Essentially, it’s about designing for technology that’s not only hands-free but screen-free too – entering into a whole new world of seamless interaction.

Zero UI goes hand-in-hand with AI

Smart AI devices are now an everyday commodity, and machine learning plays a key role in the functionality of zero UI. AI is all about breaking down barriers and understanding what we as users want, then learning from that to provide it faster and better than before, sometimes before we even know what we want ourselves.

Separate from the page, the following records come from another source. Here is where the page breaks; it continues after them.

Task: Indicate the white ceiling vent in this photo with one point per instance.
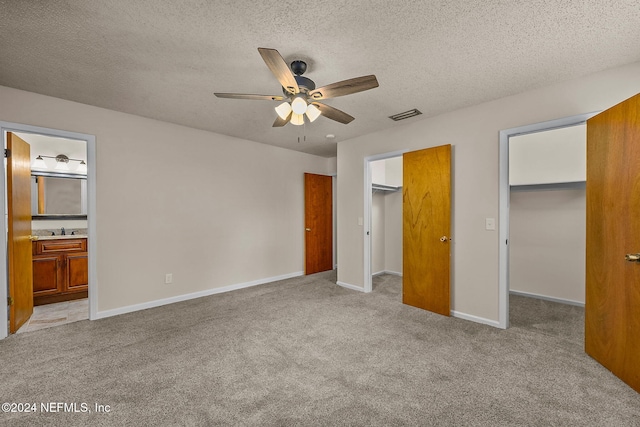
(405, 115)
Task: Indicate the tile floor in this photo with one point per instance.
(46, 316)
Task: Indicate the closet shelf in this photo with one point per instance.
(382, 187)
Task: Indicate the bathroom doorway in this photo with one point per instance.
(62, 168)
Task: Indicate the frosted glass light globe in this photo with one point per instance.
(299, 106)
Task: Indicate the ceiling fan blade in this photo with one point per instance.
(280, 69)
(249, 96)
(345, 87)
(281, 122)
(333, 113)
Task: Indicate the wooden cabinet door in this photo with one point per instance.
(77, 272)
(47, 275)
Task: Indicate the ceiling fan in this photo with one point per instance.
(300, 95)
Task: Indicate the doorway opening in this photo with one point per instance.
(378, 227)
(525, 190)
(62, 233)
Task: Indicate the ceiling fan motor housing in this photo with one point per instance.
(298, 67)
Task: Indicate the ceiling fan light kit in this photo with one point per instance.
(299, 91)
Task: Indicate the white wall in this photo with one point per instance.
(386, 217)
(393, 231)
(378, 223)
(393, 171)
(211, 209)
(474, 134)
(552, 156)
(547, 242)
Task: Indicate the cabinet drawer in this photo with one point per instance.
(68, 245)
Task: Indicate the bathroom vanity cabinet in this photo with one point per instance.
(60, 270)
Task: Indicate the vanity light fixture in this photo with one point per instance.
(62, 163)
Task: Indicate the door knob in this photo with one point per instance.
(632, 257)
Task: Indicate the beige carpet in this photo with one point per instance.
(306, 352)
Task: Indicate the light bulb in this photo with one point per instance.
(297, 119)
(312, 112)
(299, 105)
(283, 110)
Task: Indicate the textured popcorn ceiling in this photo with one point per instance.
(163, 59)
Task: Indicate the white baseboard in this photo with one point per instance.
(547, 298)
(348, 286)
(393, 273)
(476, 319)
(185, 297)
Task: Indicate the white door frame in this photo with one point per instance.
(91, 215)
(368, 201)
(503, 233)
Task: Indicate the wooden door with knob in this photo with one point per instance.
(426, 226)
(612, 306)
(318, 212)
(19, 232)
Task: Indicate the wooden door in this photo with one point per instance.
(426, 225)
(19, 232)
(318, 213)
(612, 306)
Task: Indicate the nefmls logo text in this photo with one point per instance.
(64, 407)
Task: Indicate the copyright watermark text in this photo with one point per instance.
(53, 407)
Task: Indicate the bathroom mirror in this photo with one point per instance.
(59, 196)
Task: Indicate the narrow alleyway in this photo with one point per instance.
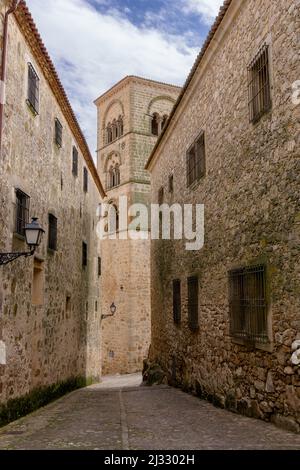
(120, 414)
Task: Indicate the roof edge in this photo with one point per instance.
(29, 30)
(133, 77)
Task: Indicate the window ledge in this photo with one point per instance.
(34, 112)
(20, 237)
(268, 347)
(195, 184)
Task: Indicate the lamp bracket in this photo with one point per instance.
(6, 258)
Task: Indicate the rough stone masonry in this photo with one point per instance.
(252, 217)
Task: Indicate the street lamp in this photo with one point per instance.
(113, 310)
(33, 236)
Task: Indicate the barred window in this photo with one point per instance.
(177, 301)
(75, 162)
(22, 212)
(85, 180)
(52, 235)
(171, 183)
(155, 124)
(33, 89)
(193, 303)
(120, 126)
(259, 85)
(196, 161)
(109, 133)
(161, 195)
(84, 254)
(58, 133)
(248, 304)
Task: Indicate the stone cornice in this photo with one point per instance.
(133, 79)
(34, 40)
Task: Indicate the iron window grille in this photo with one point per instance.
(84, 254)
(22, 212)
(171, 183)
(33, 89)
(52, 235)
(248, 306)
(193, 292)
(161, 195)
(259, 85)
(195, 161)
(75, 162)
(58, 133)
(177, 301)
(85, 180)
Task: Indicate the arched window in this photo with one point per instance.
(117, 175)
(120, 126)
(114, 130)
(113, 221)
(154, 124)
(113, 177)
(164, 121)
(109, 133)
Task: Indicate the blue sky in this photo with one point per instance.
(95, 43)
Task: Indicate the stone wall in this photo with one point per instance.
(59, 338)
(125, 276)
(251, 197)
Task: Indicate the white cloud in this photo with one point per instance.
(207, 9)
(93, 51)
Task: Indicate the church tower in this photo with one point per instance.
(131, 116)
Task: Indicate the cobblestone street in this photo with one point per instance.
(119, 414)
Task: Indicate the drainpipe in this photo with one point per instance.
(13, 7)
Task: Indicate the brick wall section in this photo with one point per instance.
(45, 344)
(251, 197)
(125, 277)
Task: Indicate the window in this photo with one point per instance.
(120, 126)
(196, 161)
(154, 124)
(161, 195)
(177, 301)
(52, 235)
(84, 254)
(85, 180)
(114, 130)
(75, 162)
(33, 90)
(171, 184)
(58, 133)
(248, 305)
(109, 136)
(164, 121)
(68, 304)
(22, 212)
(38, 283)
(259, 85)
(193, 303)
(114, 176)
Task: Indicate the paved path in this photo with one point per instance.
(120, 414)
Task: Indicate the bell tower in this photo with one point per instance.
(130, 117)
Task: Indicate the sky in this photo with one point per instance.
(95, 43)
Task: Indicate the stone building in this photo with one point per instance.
(226, 318)
(49, 303)
(131, 115)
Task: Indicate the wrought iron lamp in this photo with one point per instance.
(113, 310)
(33, 236)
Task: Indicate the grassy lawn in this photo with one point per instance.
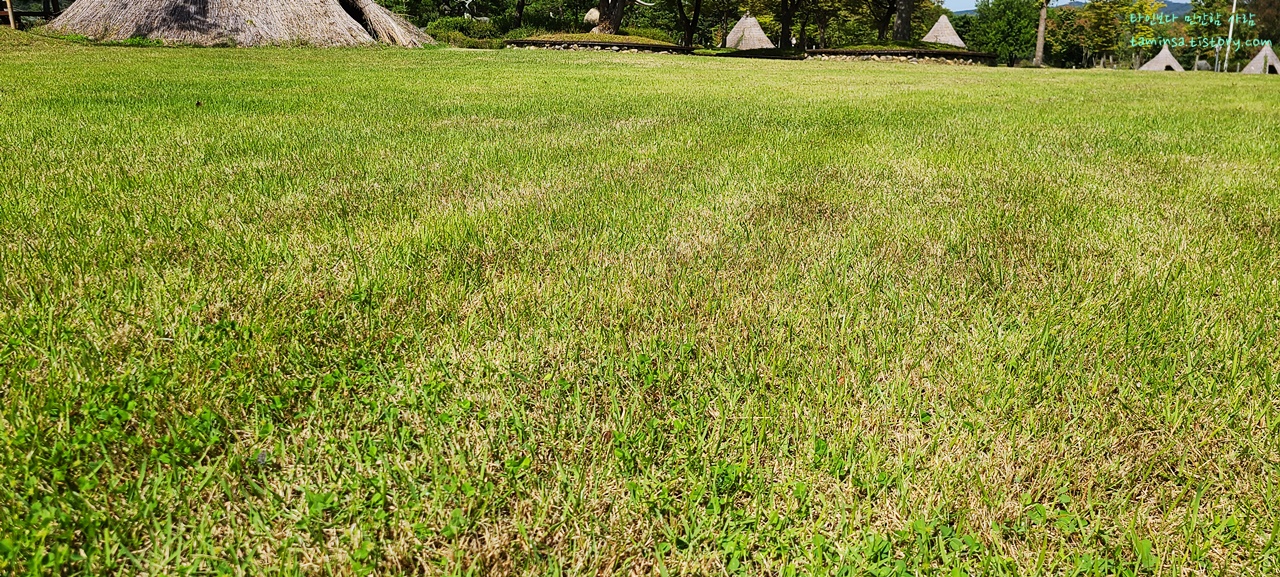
(444, 311)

You only need to look at all the big tech giants to see it (kind of) in action: Amazon, Google and Apple all invest heavily in their respective voice assistants, which is unwritten proof that we should be taking it seriously.

Smart AI devices
Photo by Sebastian Scholz on Unsplash

The benefits of zero UI

The potential benefits of zero UI devices could be significant, particularly when it comes to accessibility. People with disabilities would be able to use such technology to greatly support them in their everyday lives, whether they’re visually impaired, deaf or have mobility issues. The older generation could also benefit, having perhaps previously been put off using technology due to the complexity.

It also allows for a bit more freedom, for users to engage with the things that are truly useful to them while removing all of the extra complexity that many devices can bring with them.

If you want to learn more about how you can reach customers using UI-less devices, such as with voice search, you can read our white paper here.

The future of UI design, and what it means for designers everywhere

You might now be asking “does this mean all UI designers are out of a job?” And the answer is no, probably not! There may be a shift in the way they work, though. All designers will likely need to consider using different tools in order to design for this; where traditionally we have used Photoshop, Indesign and Sketch, now we may need to incorporate data analysis into the process (and spent a little more time in spreadsheets!)

Andy Goodman even went as far as to say that “Designers will have to become experts in science, biology, and psychology” – so it’s all about broadening skill sets, thinking differently and building things in a non-linear way.

But ultimately, people will continue to use screens, even if not quite for the same things as they traditionally used to. They’ll still read on them, and watch videos, so there’s no huge concern that this will be wiped out completely.

Amazon Alexa
Photo by Fabian Hurnaus from Pexels

User-focused principles

Of course, this is all pretty much just speculation at this point. As of yet, nothing has really emerged to progress the concept further (even though the hype has been around for a while), but it’s definitely something to keep an eye out for in the near future.

I’ll round things off by saying that when you think about the concept as a whole, and what it’s trying to achieve, it’s not so alien after all. When you really get down to the crux of zero UI, it’s all about focusing efforts on the user, not the devices that they’re using. And this is how good designers should be approaching everything they do. It’s certainly how we try to work as a design team at Hallam; user experience needs to shine through, and the rest will follow.